Motorola, Inc. today released initial data from HSDPA (High Speed Downlink Packet Access) trials with five major European operators. Speeds of 2.9Mbps have been recorded at the edge of an outdoor UMTS (Universal Mobile Telecommunications System) cell using a single HSDPA device. The trial system matches the capabilities of the commercial HSDPA infrastructure set for launch in the second half of 2005. The trial results are expected to give operators confidence when planning for true high-speed services.
The trials are designed to produce results to enhance the ability of mobile operators and service providers to build optimal performance HSDPA- enabled networks and successfully deploy services on those networks. The results will also help the operators design networks that offer highly reliable 3G connectivity, access and competent service delivery considering a variety of traffic levels, service demand, device and location.
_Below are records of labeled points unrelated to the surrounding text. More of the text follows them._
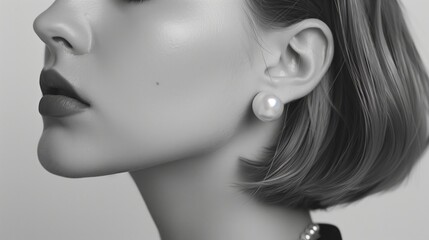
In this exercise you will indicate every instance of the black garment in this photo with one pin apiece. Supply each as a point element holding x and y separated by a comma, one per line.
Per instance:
<point>329,232</point>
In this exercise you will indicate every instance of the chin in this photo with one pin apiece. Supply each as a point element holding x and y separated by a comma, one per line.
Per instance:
<point>64,160</point>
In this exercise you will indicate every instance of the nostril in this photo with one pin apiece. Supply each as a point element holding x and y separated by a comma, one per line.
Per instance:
<point>63,42</point>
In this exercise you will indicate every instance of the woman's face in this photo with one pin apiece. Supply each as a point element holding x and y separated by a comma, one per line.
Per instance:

Motorola set up a menu of test options for the participating operators to choose from to allow them to create independent test environments. In this way the trials are tailored to mimic the individual operating conditions of each network, with different access options to measure performance, compatibility and interoperability.
With HSDPA, operators will benefit from increased operating efficiency, greater user capacity and improved customer satisfaction. During the trials, services ranging from e-mail, video streaming, music downloads and web browsing are being tested for speed, capacity and data quality from normal to high-traffic conditions. Motorola will be especially looking for areas where performance can be enhanced further.
Raghu Rau, corporate vice president for marketing for Motorola's networks business explains, "Pivotal to the commercial success of HSDPA is the expected performance compared to UMTS and ensuring that the correct expectations are set. That is one of the aims of conducting trials under real-life conditions. To this end Motorola is enabling the operators to emulate loaded networks. At launch, with relatively low numbers of subscribers, the performance may far exceed these average data rates and this is why it is far more instructive to consider performance of networks working at full capacity with high traffic users since this more closely reflects the ultimate commercial setting."
Rau continues, "All new releases in 3G telephony standards have a peak network speed. The first systems will support a peak of up to 3.6Mbps on the downlink. These are ideal rates, but in reality, with networks working at full capacity (e.g. each user downloading 2 music albums an hour), Motorola estimates that the average user throughputs will be approximately between 500kbps and 1.5Mbps during the download. Overall HSDPA will appear to the user between 3 and 10 times faster than UMTS. This differential will increase as the cell size gets smaller."
HSDPA data transmission speeds to the end user will be similar to today's fixed broadband services and should enable operators to both realize greater margins from existing offerings while launching new data rich products at competitive prices. It also promises to smooth the transition of services like video streaming and music downloads from 'high potential' to commercially viable.